Page 34 of Invoking Ruin

I shrug. He thinks like a mortal, still, and cares about them. I’m not going to feel bad about some ant getting fired. “If I worried about the consequences of using my powers, I would never use them. I’m not here to be a force of goodness in the world. Mortals don’t need goodness, not all the time.”

“Why, because they need to struggle and learn?”

The answer is obvious, but I still laugh, shaking my head. “Because that’s just the way things are. There are gods of pleasant things and gods of unpleasant things. You can argue philosophy, if you like, if goodness is superior and whatnot. But that’s for mortals to worry about. I am what I am, how I was brought into the world. It would be to act against my own nature to try to be benevolent. Why should I?”

“So you never feel regret for your actions?” he asks.

A waitress brings the coffees and a few pastries on plates. I stare at them, hearing distant screams, seeing black Void drip over the edge of the coffee cups. I close my eyes, but all I see it Lethe and I struggling for that blasted rift knife. It slipping in my grip and cutting her open. Letting the Void eat her from the inside.

“I didn’t say that.”

When I glance up again, Sandro is staring at me, his face unreadable. He slides a sfogliatella towards me, and I snatch it up, tearing the delicate layers apart and putting it in my mouth bit by bit.

“Do you want to talk about it?” he asks, his voice careful. I shake my head.

“Not today.” Not ever. What happened between Lethe and I isn’t exactly the sort of thing you confide in other people. He won’t understand, but he will judge. “We have much to do. You should eat.”

The rest of our breakfast passes in silence. Not exactly uneasy, but not comfortable, either. The silence of an impasse, a battle delayed but not forgotten.

After our morning coffee date, we leave the town behind. I keep a pastry in a napkin for Pegasus. He deserves a treat after the long day he had, and the horse is notorious for his love of sweets.

He’s quick to greet us when we reach the landing spot, snuffling first at Sandro’s pockets before trying his luck at mine. I chuckle and let him gobble the pastry from my hand.

“How did you find Pegasus?” Sandro asks. “Or was he always yours?”

“He was wandering alone. His caretakers had forgotten both themselves and him.” I stroke Pegasus on his long snout and he nuzzles me in return. “That was centuries ago. We’ve been together ever since.”

That wasn’t the whole truth, of course. I also killed Megaera to get him. Given what she might have done to Pegasus, I don’t regret it.

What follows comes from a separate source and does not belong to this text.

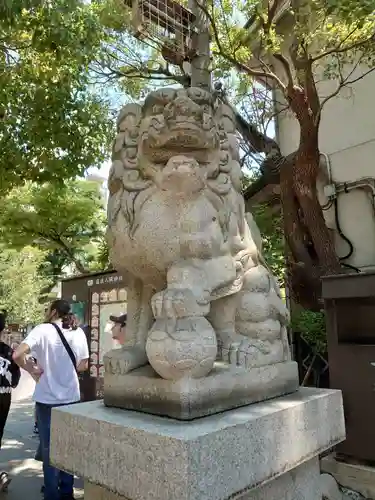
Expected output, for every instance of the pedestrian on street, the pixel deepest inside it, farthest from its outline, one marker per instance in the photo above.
(60, 354)
(10, 375)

“So, in a way, we’re both your strays.”

The words are so casual, but I can see the challenge in his eyes. Pegasus might be happy to be picked up like a lost puppy on the side of the road, but a temporarily amnesiac Dionysus is far more complicated.

“Something like that.” I know he just told me to stop dodging his questions, but he’s gotten enough answers from me today. “I’ll get him unhitched, and we’ll get going.”

It’s a quick process, and Sandro doesn’t fight me getting into the chariot this time. My time spent attending to the various reins, knots and latches would have been a good chance for him to run, but he doesn’t.

I try to take heart from it.

Once we’re in the air again, I turn Pegasus eastward.

“Are you going to tell me where we’re going now?” Sandro is gripping the rim of the chariot once more, a look of determination on his face.

“You won’t get sick this time.” At least I hope he won’t. “The reason the last flight was so bad was because you had a concussion.”

“What if getting sick is just who I am?”

“It’s not.”

His expression is skeptical and I have to bite back a laugh. “You used to ride in these all the time, you know.”

Sandro shakes his head. “You say these things about me, but they all feel impossible. I remember my life. I remember going to school, making friends. The house I grew up in.”

“Your mind has been filling in the gaps Oblivion left in you.” I take his arm. “Those are false memories. Only skin deep.”

He shakes me off, and I try very hard not to let him see how his rebuff stings me. After all, he’s right to be wary of anything I tell him.

“I know none of it is real. Momus made that very clear when he asked me what my mother’s name is, and I couldn’t tell him.” He turns his twilight eyes toward mine. “Do I even have a mother?”